Le froid pénétrait jusqu’aux os. La terre était humide et glacée, et l’air nocturne lui déchirait la peau.
Il sentait une boule lui nouer la gorge. Sa voix était éteinte, il ne pouvait plus crier. Il restait couché, les yeux fixés sur le ciel sombre à travers les branches décharnées. Il avait faim et rêvait d’une goutte d’eau.
Mais soudain, il entendit quelque chose de terrible…

D’abord, un craquement discret — comme une branche rompue, comme un froissement de pas. Puis de plus en plus proche. Un pas, puis un autre, puis encore un autre. Des pas lourds. Et le vent hurlait — ou était-ce un hurlement ?
Le vieillard fut pris d’une peur véritable. Son cœur battait si fort qu’il semblait vouloir s’arracher. Des loups. Elle l’avait laissé ici pour qu’ils le déchirent.
Et soudain, une silhouette apparut dans l’obscurité. Grise, massive, avec des yeux brillants où dansait un feu glacé. Un loup.

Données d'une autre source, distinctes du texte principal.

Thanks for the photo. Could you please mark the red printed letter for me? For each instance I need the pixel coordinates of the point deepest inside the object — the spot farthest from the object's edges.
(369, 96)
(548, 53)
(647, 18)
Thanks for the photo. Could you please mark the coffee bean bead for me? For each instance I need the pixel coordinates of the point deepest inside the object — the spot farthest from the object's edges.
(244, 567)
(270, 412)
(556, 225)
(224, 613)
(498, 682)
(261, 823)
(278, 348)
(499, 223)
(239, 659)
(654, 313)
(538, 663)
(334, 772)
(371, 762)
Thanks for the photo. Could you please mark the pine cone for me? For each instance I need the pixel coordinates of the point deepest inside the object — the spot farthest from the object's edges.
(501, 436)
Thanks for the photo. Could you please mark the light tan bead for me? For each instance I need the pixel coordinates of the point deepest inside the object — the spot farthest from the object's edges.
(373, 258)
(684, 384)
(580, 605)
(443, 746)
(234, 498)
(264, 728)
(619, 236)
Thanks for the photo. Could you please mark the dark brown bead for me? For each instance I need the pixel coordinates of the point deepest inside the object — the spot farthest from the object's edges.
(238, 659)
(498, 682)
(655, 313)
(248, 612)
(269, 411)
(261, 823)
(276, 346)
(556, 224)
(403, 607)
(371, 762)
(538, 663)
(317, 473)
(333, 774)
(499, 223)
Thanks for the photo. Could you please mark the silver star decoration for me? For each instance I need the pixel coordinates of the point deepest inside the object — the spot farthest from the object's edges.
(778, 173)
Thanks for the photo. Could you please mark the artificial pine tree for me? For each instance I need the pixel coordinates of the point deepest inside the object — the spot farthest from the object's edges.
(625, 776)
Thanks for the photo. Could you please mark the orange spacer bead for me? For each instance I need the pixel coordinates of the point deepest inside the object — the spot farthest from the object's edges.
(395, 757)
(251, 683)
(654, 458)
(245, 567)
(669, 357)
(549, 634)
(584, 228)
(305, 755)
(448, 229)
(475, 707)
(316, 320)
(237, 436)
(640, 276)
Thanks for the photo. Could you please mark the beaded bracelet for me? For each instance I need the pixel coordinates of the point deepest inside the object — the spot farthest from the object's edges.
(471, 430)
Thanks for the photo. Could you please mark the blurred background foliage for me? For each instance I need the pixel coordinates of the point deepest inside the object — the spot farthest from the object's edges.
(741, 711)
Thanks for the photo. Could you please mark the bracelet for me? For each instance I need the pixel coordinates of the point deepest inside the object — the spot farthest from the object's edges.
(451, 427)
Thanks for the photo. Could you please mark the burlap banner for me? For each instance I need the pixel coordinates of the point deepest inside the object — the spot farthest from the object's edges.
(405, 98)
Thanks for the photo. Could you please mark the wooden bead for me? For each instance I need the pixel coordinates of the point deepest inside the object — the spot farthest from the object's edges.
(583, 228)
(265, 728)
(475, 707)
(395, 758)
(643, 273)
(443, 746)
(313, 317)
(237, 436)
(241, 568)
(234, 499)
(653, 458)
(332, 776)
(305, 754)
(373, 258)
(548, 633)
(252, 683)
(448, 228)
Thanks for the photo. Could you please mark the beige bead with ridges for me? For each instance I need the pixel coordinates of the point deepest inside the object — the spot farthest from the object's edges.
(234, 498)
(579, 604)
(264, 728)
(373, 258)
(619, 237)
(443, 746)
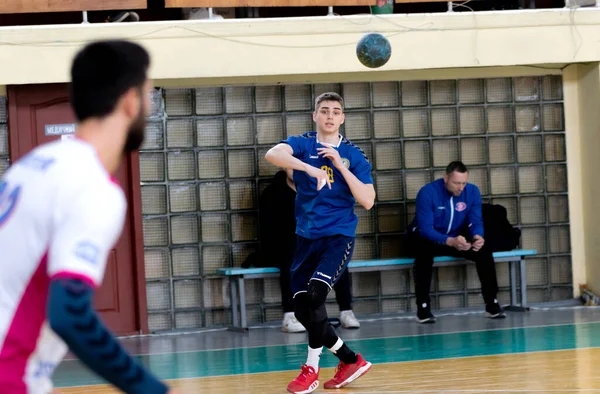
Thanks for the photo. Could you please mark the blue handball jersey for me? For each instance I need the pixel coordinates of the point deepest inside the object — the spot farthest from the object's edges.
(326, 212)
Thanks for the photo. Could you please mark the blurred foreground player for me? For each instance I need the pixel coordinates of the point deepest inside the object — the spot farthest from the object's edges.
(326, 227)
(60, 215)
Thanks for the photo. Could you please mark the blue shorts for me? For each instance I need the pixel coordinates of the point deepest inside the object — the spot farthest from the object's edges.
(323, 259)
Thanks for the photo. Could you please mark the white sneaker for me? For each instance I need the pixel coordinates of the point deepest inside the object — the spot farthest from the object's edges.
(348, 320)
(291, 324)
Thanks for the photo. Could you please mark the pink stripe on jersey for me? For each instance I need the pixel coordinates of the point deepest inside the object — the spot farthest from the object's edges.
(74, 275)
(21, 338)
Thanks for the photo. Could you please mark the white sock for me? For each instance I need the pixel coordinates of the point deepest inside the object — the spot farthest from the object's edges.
(337, 346)
(313, 358)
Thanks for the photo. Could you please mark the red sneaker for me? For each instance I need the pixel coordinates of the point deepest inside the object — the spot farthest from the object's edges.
(347, 373)
(306, 382)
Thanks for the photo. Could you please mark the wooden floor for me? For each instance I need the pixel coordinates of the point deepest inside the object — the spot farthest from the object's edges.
(564, 371)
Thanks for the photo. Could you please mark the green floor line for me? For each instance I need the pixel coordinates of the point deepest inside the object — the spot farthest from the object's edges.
(376, 350)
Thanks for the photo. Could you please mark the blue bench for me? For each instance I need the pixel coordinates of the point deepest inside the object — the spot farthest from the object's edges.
(516, 259)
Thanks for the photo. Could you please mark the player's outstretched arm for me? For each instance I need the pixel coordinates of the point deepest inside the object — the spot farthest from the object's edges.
(282, 155)
(72, 317)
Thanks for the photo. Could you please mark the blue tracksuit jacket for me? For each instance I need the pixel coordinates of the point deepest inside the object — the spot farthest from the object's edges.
(440, 215)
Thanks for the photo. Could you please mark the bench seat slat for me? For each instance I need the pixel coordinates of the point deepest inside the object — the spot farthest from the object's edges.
(373, 263)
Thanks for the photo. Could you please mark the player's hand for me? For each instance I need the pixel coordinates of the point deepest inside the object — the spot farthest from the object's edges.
(478, 242)
(459, 243)
(333, 155)
(321, 175)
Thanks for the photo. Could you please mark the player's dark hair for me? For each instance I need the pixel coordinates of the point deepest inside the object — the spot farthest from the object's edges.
(102, 72)
(457, 166)
(329, 96)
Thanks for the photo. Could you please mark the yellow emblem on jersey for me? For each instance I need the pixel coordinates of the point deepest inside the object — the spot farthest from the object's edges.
(329, 172)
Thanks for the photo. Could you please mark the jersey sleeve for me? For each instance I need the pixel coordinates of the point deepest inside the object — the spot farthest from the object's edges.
(363, 168)
(86, 229)
(297, 143)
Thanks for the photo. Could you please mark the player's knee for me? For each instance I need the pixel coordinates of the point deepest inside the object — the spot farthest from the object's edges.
(317, 294)
(301, 308)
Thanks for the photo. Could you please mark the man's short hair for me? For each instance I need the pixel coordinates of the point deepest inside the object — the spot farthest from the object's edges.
(329, 96)
(102, 72)
(457, 166)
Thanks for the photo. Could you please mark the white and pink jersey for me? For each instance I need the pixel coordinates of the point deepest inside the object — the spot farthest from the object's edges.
(60, 215)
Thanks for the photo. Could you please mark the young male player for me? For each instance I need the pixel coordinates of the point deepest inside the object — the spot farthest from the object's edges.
(326, 227)
(60, 215)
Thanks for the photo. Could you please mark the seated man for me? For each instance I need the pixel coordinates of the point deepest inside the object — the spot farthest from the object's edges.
(447, 211)
(277, 235)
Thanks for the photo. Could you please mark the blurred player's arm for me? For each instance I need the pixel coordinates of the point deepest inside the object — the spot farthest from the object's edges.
(283, 155)
(86, 231)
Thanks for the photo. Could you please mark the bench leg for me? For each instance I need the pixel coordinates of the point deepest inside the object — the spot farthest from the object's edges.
(243, 304)
(523, 285)
(233, 283)
(237, 284)
(512, 272)
(521, 306)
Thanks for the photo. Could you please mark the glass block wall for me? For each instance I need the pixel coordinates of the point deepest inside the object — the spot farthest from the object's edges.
(4, 159)
(203, 168)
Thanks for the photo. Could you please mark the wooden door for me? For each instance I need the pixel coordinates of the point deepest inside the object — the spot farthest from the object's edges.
(121, 298)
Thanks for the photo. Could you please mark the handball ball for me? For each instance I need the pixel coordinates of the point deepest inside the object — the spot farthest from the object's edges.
(373, 50)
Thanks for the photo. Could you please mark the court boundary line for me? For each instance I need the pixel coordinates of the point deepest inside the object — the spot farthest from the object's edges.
(360, 339)
(388, 363)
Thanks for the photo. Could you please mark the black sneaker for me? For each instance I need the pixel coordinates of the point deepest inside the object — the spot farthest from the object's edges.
(494, 311)
(424, 315)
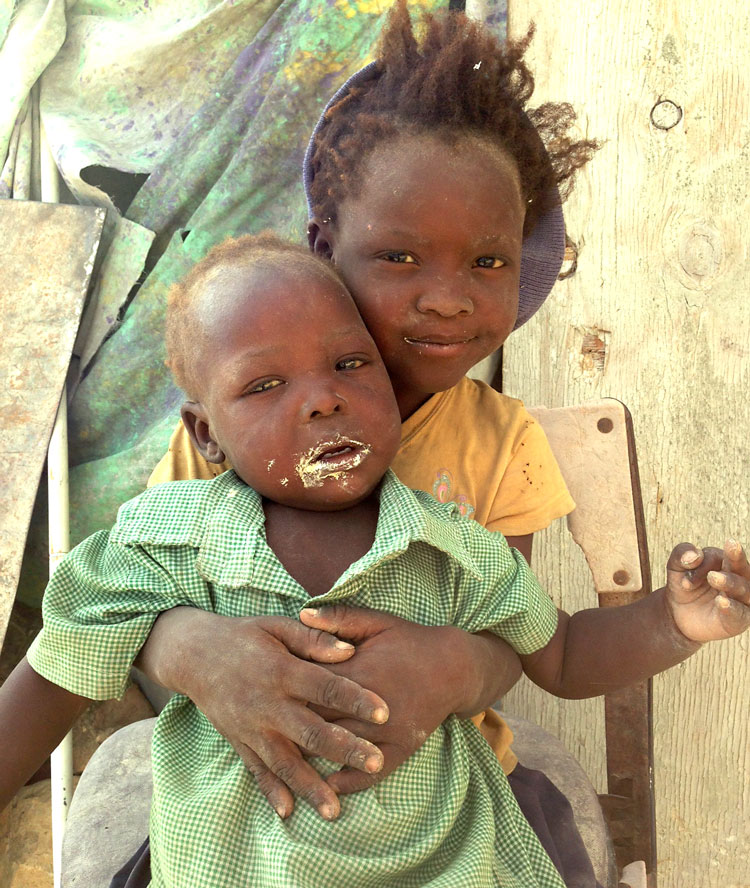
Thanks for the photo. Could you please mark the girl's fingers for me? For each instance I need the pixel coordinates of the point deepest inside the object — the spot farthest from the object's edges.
(735, 559)
(735, 615)
(730, 585)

Le loup s’arrêta, fixant le vieil homme.
Le vieil homme voulut fermer les yeux, cesser de voir la bête, mais il ne le put. C’était la fin, pensa-t-il. Le loup allait le dévorer vivant.
Mais le loup ne bondit pas à sa gorge, il ne montra pas les crocs. Lentement, il s’approcha, s’allongea à ses côtés — si près que le vieillard sentit la chaleur de son épaisse fourrure.
La bête soupira profondément, ferma les yeux et ne bougea plus, ne bougeant que ses oreilles de temps à autre.

D’abord, le vieillard n’y crut pas. Puis il sentit la chaleur puissante et vivante du flanc du loup.
Transi, presque mort, il se serra contre l’animal.
Le loup ne partit pas. Le loup le réchauffa.
Et toute la nuit, ils restèrent ainsi, deux vieilles créatures, oubliées des hommes, mais trouvant l’une l’autre dans les ténèbres de la forêt.